Transmis par RPVA à : Maître Marlone ZARD de la SELARL HOWARD
EXPOSE DU LITIGE
La société [11] a pour activité la fabrication, le négoce et la vente de vêtements.
Elle a fait l’objet d’un contrôle par l’URSSAF [8] (ci-après l’URSSAF) le 13 mars 2022 dans son atelier de confection.
A la suite de ce contrôle, par courrier du 24 octobre 2022, la société [11], par sa gérante, a été convoquée le 7 novembre 2022 dans les locaux de l’URSSAF à [Localité 9], en vue de son audition libre et de la vérification de la régularité de la situation sociale de l’entreprise.
Par courrier du 30 janvier 2023, l’URSSAF a communiqué à la société [11] le document d’information consécutif à l’établissement du procès-verbal concernant l’infraction de travail dissimulé pour la période du 24 septembre 2019 au 31 août 2022 lequel a été adressé au Procureur de la République.

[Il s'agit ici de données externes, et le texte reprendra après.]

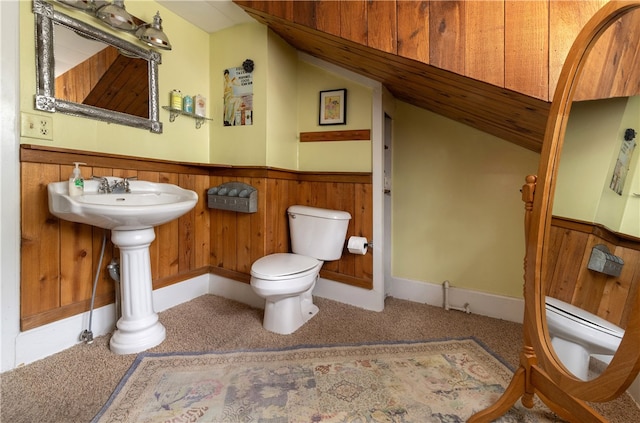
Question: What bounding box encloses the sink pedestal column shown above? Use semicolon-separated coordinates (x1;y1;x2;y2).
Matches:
110;228;166;354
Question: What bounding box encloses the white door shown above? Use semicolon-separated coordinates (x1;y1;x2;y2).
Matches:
383;113;393;294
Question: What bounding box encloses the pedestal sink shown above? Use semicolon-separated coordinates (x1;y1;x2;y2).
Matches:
47;178;198;354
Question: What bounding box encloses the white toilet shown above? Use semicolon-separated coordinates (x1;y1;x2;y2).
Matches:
545;297;624;380
251;206;351;335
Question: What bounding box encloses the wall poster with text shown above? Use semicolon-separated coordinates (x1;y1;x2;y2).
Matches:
223;67;253;126
609;139;636;195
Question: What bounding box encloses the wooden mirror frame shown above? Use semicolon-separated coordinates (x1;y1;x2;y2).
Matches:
33;0;162;134
468;1;640;423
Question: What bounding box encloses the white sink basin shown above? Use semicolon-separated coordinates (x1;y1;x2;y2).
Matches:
48;178;198;230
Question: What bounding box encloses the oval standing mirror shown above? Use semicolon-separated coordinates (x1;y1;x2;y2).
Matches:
542;5;640;380
468;1;640;423
33;0;162;133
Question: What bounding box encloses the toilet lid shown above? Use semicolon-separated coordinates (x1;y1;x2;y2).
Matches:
251;253;320;278
545;297;624;338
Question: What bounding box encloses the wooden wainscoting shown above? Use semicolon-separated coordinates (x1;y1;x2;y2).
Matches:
543;217;640;328
20;145;373;330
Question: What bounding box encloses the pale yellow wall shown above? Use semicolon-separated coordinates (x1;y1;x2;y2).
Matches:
210;23;269;166
266;31;298;169
392;102;539;298
298;61;372;172
553;98;638;230
618;96;640;237
20;1;210;162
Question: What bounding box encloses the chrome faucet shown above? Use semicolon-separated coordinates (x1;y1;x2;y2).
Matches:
92;176;136;194
111;178;134;194
91;176;111;194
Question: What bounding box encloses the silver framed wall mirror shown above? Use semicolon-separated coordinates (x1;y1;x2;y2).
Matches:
33;0;162;134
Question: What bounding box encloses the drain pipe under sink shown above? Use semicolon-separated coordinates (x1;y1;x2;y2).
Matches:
107;258;122;328
442;281;471;314
80;229;107;344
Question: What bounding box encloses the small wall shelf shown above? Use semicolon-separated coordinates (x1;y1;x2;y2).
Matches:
162;106;213;129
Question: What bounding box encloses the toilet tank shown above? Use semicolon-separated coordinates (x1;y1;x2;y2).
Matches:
287;206;351;261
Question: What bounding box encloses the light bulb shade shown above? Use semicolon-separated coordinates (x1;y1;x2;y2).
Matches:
58;0;96;12
136;12;171;50
96;0;136;31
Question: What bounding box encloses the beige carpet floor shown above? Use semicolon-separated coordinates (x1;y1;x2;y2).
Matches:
0;295;640;423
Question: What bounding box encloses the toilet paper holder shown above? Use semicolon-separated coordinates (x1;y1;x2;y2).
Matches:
347;236;373;255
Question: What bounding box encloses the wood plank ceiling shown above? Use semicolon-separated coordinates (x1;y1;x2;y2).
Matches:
236;0;550;152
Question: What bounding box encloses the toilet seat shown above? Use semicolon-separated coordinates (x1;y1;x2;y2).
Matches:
545;297;624;339
251;253;322;281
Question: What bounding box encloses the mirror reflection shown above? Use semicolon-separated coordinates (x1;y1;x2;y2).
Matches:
543;11;640;380
54;25;149;119
33;0;162;133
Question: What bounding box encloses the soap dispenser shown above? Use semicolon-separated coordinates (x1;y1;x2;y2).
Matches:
69;162;86;197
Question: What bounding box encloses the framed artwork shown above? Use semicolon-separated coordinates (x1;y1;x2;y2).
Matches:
318;88;347;125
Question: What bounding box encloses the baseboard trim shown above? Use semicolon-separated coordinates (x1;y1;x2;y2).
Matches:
14;274;209;367
387;278;524;323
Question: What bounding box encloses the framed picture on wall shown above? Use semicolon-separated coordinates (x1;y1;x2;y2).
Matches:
318;88;347;125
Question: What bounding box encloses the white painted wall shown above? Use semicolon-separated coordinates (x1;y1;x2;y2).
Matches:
0;1;20;371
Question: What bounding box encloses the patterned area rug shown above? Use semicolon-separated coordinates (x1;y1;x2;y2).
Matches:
93;339;556;423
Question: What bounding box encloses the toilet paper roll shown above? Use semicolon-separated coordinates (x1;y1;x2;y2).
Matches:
347;236;369;255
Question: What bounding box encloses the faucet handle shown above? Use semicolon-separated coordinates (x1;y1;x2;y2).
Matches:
91;175;111;193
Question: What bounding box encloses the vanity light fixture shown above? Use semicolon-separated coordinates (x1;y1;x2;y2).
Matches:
136;12;171;50
96;0;137;31
58;0;96;12
53;0;172;50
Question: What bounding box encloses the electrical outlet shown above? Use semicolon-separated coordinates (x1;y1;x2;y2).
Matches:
20;113;53;140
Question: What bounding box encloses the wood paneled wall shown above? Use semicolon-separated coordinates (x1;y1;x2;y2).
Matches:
20;145;373;330
55;46;149;118
543;217;640;328
211;169;373;289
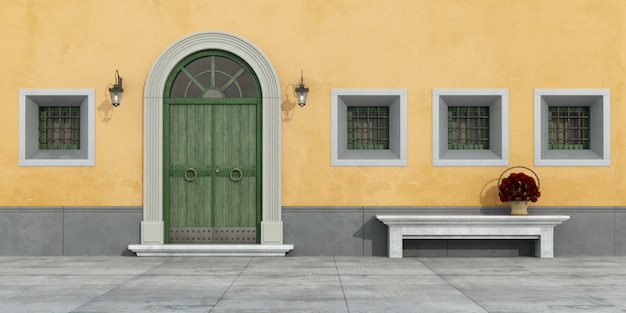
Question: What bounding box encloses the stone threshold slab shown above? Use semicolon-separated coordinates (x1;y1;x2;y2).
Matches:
128;244;294;257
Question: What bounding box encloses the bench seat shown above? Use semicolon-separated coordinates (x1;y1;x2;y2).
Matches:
376;215;570;258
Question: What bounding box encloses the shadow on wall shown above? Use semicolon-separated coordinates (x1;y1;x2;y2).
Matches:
280;95;296;122
478;179;502;207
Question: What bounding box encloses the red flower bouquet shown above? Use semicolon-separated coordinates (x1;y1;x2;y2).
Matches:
500;172;541;202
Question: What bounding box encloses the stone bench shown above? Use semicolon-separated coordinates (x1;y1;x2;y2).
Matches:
376;215;570;258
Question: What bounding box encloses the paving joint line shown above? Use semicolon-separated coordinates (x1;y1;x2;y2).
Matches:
208;257;254;313
333;256;350;313
69;258;170;313
413;257;489;313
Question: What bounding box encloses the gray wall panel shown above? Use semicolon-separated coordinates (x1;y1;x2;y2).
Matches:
0;207;63;256
283;206;626;256
283;207;363;256
529;207;616;256
615;208;626;256
64;207;142;255
0;207;142;256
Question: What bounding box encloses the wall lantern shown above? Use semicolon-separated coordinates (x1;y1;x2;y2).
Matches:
294;71;309;107
109;70;123;107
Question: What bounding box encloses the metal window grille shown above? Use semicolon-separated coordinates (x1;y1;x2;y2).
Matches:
39;106;80;150
548;106;590;150
448;106;489;150
348;106;389;150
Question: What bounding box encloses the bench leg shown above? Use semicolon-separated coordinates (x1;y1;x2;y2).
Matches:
535;227;554;258
388;227;402;258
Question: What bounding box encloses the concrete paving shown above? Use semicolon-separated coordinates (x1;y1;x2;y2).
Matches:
0;257;626;313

Par lettre d’observations du 1er février 2023, l’URSSAF a proposé à la société [11] un redressement au titre des cotisations et contributions sociales pour les années 2019, 2020, 2021 et 2022 d’une somme de 157 972 euros et au titre d’une majoration de redressement pour les mêms années de 63 190 euros, soit une somme totale de 221 162 euros.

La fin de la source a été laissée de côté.